Perl 5.10 introduced a number of "Special Backtracking Control
Verbs", which are still described in the Perl documentation as
"experimental and subject to change or removal in a future
version of Perl". It goes on to say: "Their usage in production
code should be noted to avoid problems during upgrades." The same
remarks apply to the PCRE features described in this section.
The new verbs make use of what was previously invalid syntax: an
opening parenthesis followed by an asterisk. They are generally
of the form (*VERB) or (*VERB:NAME). Some may take either form,
possibly behaving differently depending on whether or not a name
is present. A name is any sequence of characters that does not
include a closing parenthesis. The maximum length of name is 255
in the 8-bit library and 65535 in the 16-bit and 32-bit
libraries. If the name is empty, that is, if the closing
parenthesis immediately follows the colon, the effect is as if
the colon were not there. Any number of these verbs may occur in
a pattern.
Since these verbs are specifically related to backtracking, most
of them can be used only when the pattern is to be matched using
one of the traditional matching functions, because these use a
backtracking algorithm. With the exception of (*FAIL), which
behaves like a failing negative assertion, the backtracking
control verbs cause an error if encountered by a DFA matching
function.
The behaviour of these verbs in repeated groups, assertions, and
in subpatterns called as subroutines (whether or not recursively)
is documented below.
Optimizations that affect backtracking verbs
PCRE contains some optimizations that are used to speed up
matching by running some checks at the start of each match
attempt.

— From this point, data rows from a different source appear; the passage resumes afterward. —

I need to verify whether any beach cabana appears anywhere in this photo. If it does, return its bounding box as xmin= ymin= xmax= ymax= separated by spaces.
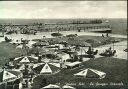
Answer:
xmin=65 ymin=61 xmax=82 ymax=69
xmin=74 ymin=68 xmax=106 ymax=79
xmin=33 ymin=42 xmax=49 ymax=47
xmin=33 ymin=63 xmax=60 ymax=74
xmin=14 ymin=56 xmax=38 ymax=64
xmin=0 ymin=69 xmax=22 ymax=82
xmin=41 ymin=84 xmax=61 ymax=89
xmin=62 ymin=85 xmax=75 ymax=89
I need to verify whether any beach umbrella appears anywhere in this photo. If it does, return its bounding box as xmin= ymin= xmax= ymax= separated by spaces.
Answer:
xmin=0 ymin=69 xmax=21 ymax=82
xmin=16 ymin=44 xmax=30 ymax=49
xmin=74 ymin=68 xmax=106 ymax=79
xmin=33 ymin=62 xmax=60 ymax=74
xmin=41 ymin=84 xmax=61 ymax=89
xmin=66 ymin=34 xmax=77 ymax=37
xmin=14 ymin=56 xmax=38 ymax=64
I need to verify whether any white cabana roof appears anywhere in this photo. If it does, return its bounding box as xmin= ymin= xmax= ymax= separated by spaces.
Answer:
xmin=14 ymin=56 xmax=38 ymax=63
xmin=42 ymin=84 xmax=60 ymax=89
xmin=74 ymin=68 xmax=106 ymax=79
xmin=62 ymin=85 xmax=75 ymax=89
xmin=33 ymin=63 xmax=60 ymax=74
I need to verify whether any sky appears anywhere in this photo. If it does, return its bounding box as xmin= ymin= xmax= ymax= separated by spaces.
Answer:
xmin=0 ymin=1 xmax=127 ymax=19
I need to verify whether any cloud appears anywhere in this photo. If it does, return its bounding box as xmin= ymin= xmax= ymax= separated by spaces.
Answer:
xmin=0 ymin=1 xmax=127 ymax=19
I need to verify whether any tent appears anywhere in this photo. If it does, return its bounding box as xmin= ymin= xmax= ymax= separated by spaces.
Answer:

For example, it may know the minimum length of matching
subject, or that a particular character must be present. When one
of these optimizations bypasses the running of a match, any
included backtracking verbs will not, of course, be processed.
You can suppress the start-of-match optimizations by setting the
PCRE_NO_START_OPTIMIZE option when calling pcre_compile()
or
pcre_exec()
, or by starting the pattern with (*NO_START_OPT).
There is more discussion of this option in the section entitled
"Option bits for pcre_exec()
" in the pcreapi
documentation.
Experiments with Perl suggest that it too has similar
optimizations, sometimes leading to anomalous results.
Verbs that act immediately
The following verbs act as soon as they are encountered. They may
not be followed by a name.
(*ACCEPT)
This verb causes the match to end successfully, skipping the
remainder of the pattern. However, when it is inside a subpattern
that is called as a subroutine, only that subpattern is ended
successfully. Matching then continues at the outer level. If
(*ACCEPT) in triggered in a positive assertion, the assertion
succeeds; in a negative assertion, the assertion fails.
If (*ACCEPT) is inside capturing parentheses, the data so far is
captured. For example:
A((?:A|B(*ACCEPT)|C)D)
This matches "AB", "AAD", or "ACD"; when it matches "AB", "B" is
captured by the outer parentheses.
(*FAIL) or (*F)
This verb causes a matching failure, forcing backtracking to
occur. It is equivalent to (?!) but easier to read. The Perl
documentation notes that it is probably useful only when combined
with (?{}) or (??{}). Those are, of course, Perl features that
are not present in PCRE. The nearest equivalent is the callout
feature, as for example in this pattern:
a+(?C)(*FAIL)
A match with the string "aaaa" always fails, but the callout is
taken before each backtrack happens (in this example, 10 times).
Recording which path was taken
There is one verb whose main purpose is to track how a match was
arrived at, though it also has a secondary use in conjunction
with advancing the match starting point (see (*SKIP) below).
(*MARK:NAME) or (*:NAME)
A name is always required with this verb. There may be as many
instances of (*MARK) as you like in a pattern, and their names do
not have to be unique.
When a match succeeds, the name of the last-encountered
(*MARK:NAME), (*PRUNE:NAME), or (*THEN:NAME) on the matching path
is passed back to the caller as described in the section entitled
"Extra data for pcre_exec()
" in the pcreapi
documentation. Here
is an example of pcretest
output, where the /K modifier requests
the retrieval and outputting of (*MARK) data:
re> /X(*MARK:A)Y|X(*MARK:B)Z/K
data> XY
0: XY
MK: A
XZ
0: XZ
MK: B
The (*MARK) name is tagged with "MK:" in this output, and in this
example it indicates which of the two alternatives matched. This
is a more efficient way of obtaining this information than
putting each alternative in its own capturing parentheses.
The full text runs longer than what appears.